Locales
Contents |
About
There are many reasons to build a UTF-8-enabled system. Perhaps reason enough is that UTF-8 is the encoding of the future -- everybody is switching to UTF-8, and for good reason: with UTF-8, it's possible to represent truly every language in the world in a single charset. Operating systems are beginning to standardize on UTF-8 -- all versions of Mac OS X use UTF-8 internally, for example. To compatibly share text files with Mac OS X, you need to be using UTF-8, and we expect other operating systems to follow suit.
English-speaking users may not immediately see the benefit of UTF-8, as they may think they have no need for the vast array of special characters UTF-8 offers. But in most every other language, special characters are used frequently. And in today's highly international world, you may very well want to be able to represent, say, a Japanese word -- a song title, perhaps, or the name of a television show or movie. Or maybe you'd like for a person whose name contains non-Latin characters -- perhaps a Polish or Russian name -- to be able to represent their name properly. Just a thought. Even those using purely the English language will benefit from switching to UTF-8, since with it you can represent many additional wonderful and useful typographical symbols that are not available in the ASCII or ISO-8859-1 charsets.
The locales a user can choose from are built by the glibc. Usually all available locales starting from aa_DJ (Afar locale for Djibouti) over en_US (English locale for the USA) to zu_ZA.utf8 (Zulu locale for South Africa) will be installed. Unless you're working at the UN and administer a central server for all member states, it is difficult to conceive why you would need a system where all of these locales are installed.
Preparing the locales
As first step, you must know exactly which locales you need to use.
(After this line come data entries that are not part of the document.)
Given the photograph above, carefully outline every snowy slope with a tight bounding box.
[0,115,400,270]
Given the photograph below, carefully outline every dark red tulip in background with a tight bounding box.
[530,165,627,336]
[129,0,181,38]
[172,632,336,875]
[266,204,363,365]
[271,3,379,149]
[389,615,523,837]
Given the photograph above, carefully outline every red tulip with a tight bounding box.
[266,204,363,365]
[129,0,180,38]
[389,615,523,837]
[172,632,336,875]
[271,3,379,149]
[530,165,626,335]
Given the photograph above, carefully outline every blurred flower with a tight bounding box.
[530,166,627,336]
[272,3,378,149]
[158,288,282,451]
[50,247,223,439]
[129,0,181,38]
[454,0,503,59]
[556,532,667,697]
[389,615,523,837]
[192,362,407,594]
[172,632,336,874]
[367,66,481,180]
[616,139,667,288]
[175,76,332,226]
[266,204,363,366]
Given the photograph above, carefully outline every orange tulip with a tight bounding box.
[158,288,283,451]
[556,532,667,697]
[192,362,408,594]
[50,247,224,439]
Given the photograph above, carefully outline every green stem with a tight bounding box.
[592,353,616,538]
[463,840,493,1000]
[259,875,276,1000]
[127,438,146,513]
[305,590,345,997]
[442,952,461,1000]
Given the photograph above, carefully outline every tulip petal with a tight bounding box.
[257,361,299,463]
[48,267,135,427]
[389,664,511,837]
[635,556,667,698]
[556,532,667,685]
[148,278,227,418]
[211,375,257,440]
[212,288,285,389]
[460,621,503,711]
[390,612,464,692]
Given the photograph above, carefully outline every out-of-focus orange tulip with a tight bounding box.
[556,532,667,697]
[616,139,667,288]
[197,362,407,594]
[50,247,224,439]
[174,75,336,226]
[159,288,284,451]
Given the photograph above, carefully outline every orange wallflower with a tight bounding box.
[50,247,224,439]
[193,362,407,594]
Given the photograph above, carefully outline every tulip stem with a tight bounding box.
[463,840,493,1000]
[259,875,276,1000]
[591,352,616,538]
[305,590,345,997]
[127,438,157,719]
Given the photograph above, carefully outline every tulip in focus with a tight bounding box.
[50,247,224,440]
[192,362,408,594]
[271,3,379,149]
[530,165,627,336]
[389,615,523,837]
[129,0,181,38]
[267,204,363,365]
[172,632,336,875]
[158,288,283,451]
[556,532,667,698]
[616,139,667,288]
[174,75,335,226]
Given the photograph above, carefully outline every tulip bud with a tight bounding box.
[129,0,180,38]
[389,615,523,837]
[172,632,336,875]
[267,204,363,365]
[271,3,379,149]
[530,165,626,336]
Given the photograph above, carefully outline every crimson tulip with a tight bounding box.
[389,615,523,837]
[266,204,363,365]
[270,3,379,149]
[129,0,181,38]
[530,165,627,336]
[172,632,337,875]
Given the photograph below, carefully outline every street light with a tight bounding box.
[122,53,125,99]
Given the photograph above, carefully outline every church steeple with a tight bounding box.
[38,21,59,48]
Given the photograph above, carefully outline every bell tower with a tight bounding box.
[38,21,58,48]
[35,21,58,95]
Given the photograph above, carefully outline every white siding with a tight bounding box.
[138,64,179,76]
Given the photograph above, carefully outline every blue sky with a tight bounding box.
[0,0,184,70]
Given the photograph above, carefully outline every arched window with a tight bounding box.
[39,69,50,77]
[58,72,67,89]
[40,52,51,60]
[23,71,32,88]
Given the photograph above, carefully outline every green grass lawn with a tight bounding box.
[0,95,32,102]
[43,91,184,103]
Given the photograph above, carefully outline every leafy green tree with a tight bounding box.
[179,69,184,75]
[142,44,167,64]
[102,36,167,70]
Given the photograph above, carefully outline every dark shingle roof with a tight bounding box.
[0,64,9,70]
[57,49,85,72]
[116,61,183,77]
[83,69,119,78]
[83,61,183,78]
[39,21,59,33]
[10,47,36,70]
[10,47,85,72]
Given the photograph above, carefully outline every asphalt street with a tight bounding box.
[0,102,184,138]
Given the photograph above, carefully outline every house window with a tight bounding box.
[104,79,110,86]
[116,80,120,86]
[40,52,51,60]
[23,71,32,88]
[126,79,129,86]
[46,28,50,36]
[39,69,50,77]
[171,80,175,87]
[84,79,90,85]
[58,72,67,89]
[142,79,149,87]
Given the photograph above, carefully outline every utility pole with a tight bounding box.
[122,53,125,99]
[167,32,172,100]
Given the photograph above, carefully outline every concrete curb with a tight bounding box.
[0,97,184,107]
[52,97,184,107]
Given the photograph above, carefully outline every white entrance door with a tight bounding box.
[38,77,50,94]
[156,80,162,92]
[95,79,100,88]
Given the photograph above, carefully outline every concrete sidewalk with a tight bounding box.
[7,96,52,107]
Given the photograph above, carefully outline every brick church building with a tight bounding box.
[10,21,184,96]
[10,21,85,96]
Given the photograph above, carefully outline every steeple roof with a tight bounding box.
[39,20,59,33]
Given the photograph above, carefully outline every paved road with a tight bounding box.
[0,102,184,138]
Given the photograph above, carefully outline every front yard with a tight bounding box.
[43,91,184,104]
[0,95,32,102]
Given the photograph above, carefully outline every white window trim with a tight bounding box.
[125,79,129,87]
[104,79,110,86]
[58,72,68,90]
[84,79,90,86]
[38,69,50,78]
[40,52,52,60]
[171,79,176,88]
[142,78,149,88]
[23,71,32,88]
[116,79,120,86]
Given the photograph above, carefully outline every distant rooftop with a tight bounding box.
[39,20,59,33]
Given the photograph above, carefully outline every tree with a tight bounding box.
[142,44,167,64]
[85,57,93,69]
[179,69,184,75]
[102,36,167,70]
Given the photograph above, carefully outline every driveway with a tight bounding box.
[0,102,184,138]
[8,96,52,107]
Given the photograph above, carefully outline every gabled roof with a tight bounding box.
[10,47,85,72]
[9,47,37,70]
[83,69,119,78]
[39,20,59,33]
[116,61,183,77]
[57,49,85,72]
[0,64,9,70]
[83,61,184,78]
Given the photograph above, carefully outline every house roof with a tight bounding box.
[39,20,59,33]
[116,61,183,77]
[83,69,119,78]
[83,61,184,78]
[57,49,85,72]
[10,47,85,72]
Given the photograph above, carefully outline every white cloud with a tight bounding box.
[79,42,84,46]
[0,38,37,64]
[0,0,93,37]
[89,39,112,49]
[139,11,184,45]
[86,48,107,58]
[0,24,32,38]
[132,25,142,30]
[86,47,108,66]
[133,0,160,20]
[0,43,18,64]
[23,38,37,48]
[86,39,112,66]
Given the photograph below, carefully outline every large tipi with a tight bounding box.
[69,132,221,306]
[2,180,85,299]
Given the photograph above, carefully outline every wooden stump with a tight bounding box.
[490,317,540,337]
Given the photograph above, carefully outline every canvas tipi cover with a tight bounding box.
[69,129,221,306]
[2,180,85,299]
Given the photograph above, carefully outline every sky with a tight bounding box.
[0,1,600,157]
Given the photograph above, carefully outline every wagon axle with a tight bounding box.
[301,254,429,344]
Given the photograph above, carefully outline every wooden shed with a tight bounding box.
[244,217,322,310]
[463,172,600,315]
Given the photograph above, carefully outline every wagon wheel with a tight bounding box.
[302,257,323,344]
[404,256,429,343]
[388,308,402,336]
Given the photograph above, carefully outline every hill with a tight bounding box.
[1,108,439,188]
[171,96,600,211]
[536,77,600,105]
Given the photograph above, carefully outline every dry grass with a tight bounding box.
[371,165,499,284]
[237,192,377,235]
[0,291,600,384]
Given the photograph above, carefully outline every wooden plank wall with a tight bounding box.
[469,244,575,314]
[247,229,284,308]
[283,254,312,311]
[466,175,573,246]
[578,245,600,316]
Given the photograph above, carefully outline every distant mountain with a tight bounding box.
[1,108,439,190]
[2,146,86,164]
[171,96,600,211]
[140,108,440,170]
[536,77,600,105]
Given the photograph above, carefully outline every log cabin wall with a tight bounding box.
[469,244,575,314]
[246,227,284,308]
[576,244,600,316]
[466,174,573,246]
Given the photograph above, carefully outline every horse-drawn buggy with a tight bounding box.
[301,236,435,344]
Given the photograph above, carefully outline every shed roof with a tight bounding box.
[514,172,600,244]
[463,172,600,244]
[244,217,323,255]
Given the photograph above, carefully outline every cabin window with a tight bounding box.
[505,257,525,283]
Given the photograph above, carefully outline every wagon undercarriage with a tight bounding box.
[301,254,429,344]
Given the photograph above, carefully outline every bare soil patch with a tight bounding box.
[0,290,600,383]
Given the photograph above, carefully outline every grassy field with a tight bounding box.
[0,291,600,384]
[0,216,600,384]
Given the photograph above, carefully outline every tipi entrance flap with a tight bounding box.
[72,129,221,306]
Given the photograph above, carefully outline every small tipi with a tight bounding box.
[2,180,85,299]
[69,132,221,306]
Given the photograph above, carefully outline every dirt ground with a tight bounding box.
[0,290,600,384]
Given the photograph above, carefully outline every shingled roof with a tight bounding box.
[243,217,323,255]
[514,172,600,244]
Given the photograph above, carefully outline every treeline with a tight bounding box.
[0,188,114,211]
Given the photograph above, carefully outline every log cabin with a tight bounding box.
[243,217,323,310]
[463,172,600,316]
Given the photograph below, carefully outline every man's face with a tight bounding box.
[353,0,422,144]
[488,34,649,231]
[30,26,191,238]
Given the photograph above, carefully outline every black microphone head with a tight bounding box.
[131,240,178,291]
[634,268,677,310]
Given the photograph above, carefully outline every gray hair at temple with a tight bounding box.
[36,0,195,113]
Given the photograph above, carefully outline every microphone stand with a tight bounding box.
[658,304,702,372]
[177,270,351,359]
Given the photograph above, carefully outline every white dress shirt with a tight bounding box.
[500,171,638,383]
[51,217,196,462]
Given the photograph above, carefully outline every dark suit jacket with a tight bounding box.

All available locales can be found at /usr/share/i18n/locales and /usr/share/i18n/SUPPORTED.
Usually, the locale is the code of the language (e.g. en), followed by an underscore (_) and by the capital code of the country (US). For example en_US.
For European countries which uses new euro currency, the @euro string must be appended to the locale ID. If I don't say it explicitly, when I say locale ID, I intend the one without the euro specification.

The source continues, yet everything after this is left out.